Victims' relatives banded together last year to find the truth. Jerome McCormack, aged 51, a Cork chef, who lost his brother, Neil, 35, said: "We need to lift the embargo of silence so those in the know are allowed to speak freely. We are not looking for anyone to be hanged. We just want to know what happened."
The St Phelim, a Vickers Viscount, crashed off the Wexford coast just after noon on Sunday, March 24, 1968, en route from Cork to Heathrow. Its penultimate, garbled message indicated another aircraft was in the area. In its last message, eight seconds later, co-pilot Paul Heffernan, aged 22, said: "12,000 ft descending, spinning rapidly."
Witnesses say Captain Barney O'Beirne, aged 35, managed to level the four-engine plane about 1,000 ft above the water, and flew on for about 15 minutes before it crashed close to Tuskar Rock. There was no black box recorder on the aircraft, which had undergone a major inspection three weeks earlier.
A paragraph in investigator Richard O'Sullivan's report is responsible for much of the speculation. He noted: "The conclusion that there was another aircraft involved is inescapable. No aircraft have been reported missing, but there remained the possibility that an unmarked aircraft, either a drone aircraft target or a missile, might have been there."
The most popular theory is that the St Phelim was hit by a rogue missile fired from the Royal Aircraft Establishment's range at Aberporth in Dyfed, then Britain's most advanced missile testing station. The MoD says the range was closed on Sundays. However, RTE, the state broadcaster, last year found inconsistencies in log books, and suggested testing could have taken place that day.

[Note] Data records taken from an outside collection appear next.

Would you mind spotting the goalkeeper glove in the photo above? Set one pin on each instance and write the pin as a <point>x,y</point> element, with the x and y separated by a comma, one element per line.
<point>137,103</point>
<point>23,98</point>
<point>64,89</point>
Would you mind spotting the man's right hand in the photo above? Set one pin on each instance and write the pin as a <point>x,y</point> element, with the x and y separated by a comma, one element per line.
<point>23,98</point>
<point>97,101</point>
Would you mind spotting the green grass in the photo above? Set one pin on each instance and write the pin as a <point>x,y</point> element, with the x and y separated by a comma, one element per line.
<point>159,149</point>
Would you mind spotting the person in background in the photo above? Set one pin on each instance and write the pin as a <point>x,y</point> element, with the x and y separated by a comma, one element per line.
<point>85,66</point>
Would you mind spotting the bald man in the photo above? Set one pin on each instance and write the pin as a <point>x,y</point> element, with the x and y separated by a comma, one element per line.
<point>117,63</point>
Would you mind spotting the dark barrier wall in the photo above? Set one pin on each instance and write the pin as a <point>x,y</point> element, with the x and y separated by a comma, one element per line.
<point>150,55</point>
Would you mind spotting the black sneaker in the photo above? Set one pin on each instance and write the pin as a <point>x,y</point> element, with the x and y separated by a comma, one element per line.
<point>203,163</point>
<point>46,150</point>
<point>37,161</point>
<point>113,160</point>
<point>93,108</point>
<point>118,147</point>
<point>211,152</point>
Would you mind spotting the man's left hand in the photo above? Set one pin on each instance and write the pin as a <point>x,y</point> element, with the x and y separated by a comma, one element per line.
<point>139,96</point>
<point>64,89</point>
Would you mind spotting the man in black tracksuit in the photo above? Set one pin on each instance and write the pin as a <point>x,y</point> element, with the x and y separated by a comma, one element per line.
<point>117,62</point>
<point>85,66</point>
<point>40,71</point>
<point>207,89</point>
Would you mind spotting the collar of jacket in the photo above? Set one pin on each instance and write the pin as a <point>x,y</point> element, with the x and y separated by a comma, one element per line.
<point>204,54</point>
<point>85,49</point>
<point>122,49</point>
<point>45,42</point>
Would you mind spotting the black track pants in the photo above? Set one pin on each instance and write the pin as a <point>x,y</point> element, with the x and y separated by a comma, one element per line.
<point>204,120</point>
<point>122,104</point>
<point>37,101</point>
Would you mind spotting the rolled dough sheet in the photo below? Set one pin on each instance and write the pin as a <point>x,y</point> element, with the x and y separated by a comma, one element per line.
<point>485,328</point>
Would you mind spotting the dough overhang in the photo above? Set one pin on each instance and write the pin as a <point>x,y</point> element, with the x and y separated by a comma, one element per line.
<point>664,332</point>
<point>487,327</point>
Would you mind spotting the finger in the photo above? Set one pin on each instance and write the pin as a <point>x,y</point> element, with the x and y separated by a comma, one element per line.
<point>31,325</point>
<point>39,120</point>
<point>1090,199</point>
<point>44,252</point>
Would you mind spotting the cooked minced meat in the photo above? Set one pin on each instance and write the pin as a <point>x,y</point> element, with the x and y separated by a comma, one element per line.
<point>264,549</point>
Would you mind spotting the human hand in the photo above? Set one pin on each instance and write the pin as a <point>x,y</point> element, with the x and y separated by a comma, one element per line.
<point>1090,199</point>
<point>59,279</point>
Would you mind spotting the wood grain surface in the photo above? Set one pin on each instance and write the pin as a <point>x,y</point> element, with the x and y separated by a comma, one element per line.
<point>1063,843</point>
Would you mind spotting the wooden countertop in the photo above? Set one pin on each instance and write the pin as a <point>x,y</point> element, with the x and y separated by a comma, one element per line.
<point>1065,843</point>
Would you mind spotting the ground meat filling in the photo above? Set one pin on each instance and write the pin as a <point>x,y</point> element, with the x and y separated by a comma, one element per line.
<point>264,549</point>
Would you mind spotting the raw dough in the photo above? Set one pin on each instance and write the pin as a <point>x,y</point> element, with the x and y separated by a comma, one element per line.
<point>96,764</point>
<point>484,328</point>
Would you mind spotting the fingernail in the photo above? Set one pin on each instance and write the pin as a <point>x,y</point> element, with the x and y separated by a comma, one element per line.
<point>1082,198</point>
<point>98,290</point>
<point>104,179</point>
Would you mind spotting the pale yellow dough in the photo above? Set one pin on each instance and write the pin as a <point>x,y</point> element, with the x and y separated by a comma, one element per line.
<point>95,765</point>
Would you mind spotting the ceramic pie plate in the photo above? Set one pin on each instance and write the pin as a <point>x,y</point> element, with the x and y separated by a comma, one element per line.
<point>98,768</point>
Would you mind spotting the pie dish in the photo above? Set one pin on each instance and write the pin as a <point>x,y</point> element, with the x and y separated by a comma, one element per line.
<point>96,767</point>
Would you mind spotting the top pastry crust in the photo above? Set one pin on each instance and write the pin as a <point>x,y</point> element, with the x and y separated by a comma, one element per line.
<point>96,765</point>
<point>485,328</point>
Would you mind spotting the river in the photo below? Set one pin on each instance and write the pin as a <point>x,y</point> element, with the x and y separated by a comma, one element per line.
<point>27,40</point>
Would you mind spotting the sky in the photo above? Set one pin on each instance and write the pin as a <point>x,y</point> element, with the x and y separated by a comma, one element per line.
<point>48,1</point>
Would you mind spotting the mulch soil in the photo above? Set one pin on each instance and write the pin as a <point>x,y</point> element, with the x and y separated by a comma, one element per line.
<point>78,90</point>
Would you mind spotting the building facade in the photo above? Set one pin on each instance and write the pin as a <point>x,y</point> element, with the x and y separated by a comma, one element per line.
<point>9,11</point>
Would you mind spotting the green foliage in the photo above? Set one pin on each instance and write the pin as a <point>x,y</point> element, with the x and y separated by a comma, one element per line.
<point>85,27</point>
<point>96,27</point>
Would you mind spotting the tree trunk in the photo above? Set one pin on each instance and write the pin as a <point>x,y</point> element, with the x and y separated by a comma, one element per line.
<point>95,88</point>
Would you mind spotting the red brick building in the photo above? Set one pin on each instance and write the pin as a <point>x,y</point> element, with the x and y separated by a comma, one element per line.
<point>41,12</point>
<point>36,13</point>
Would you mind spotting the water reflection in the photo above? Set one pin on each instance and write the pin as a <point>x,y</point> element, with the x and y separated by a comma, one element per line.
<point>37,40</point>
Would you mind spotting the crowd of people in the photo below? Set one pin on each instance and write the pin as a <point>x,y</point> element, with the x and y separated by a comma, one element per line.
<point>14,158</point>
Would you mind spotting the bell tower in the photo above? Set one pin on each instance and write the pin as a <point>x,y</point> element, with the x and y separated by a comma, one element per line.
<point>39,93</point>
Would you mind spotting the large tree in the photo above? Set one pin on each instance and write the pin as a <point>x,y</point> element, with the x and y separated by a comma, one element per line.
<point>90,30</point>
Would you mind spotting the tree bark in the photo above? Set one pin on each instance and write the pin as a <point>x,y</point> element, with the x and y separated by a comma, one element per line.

A second theory suggests that because a special radar transponder on the St Phelim failed, a British warship conducting exercises in the area, HMS Penelope, mistook the aircraft for a target drone. The MoD says no ships were close enough. But it admits that the logbooks of two of the five vessels in the vicinity are missing. It has never provided the logs of the others, including HMS Penelope, because the Irish government did not ask for them.
Another version is that the St Phelim may have been struck by a pilotless drone. Several witnesses described an aircraft with red wings close to the plane's last reported position.
The RAF then used de-commissioned Meteor jets for target practice, and the remains of one were discovered off Tuskar Rock in 1974. Fishermen ridicule RAF claims that the wreckage floated there, saying currents and tides make that impossible.
Whatever brought the St Phelim down, local people puzzle over the search operation, which was led by the Royal Navy. It took 70 days to find the wreckage, despite several reports which pinpointed where it was finally discovered. A local trawlerman, Billy Bates, found it on his first visit there. He says the navy had told him it had looked there three times already.
The search team on HMS Reclaim then tried to raise the fuselage without using a steel net. It scattered as it broke the surface and sunk to the seabed. With it went many of the victims, and any chance of discovering what had happened.
Ms O'Rourke said: "The RTE programme was vivid, and the evidence put forward did not find an echo in the records here. I remain open if there is new evidence to push further on this issue. It is an unexplained mystery."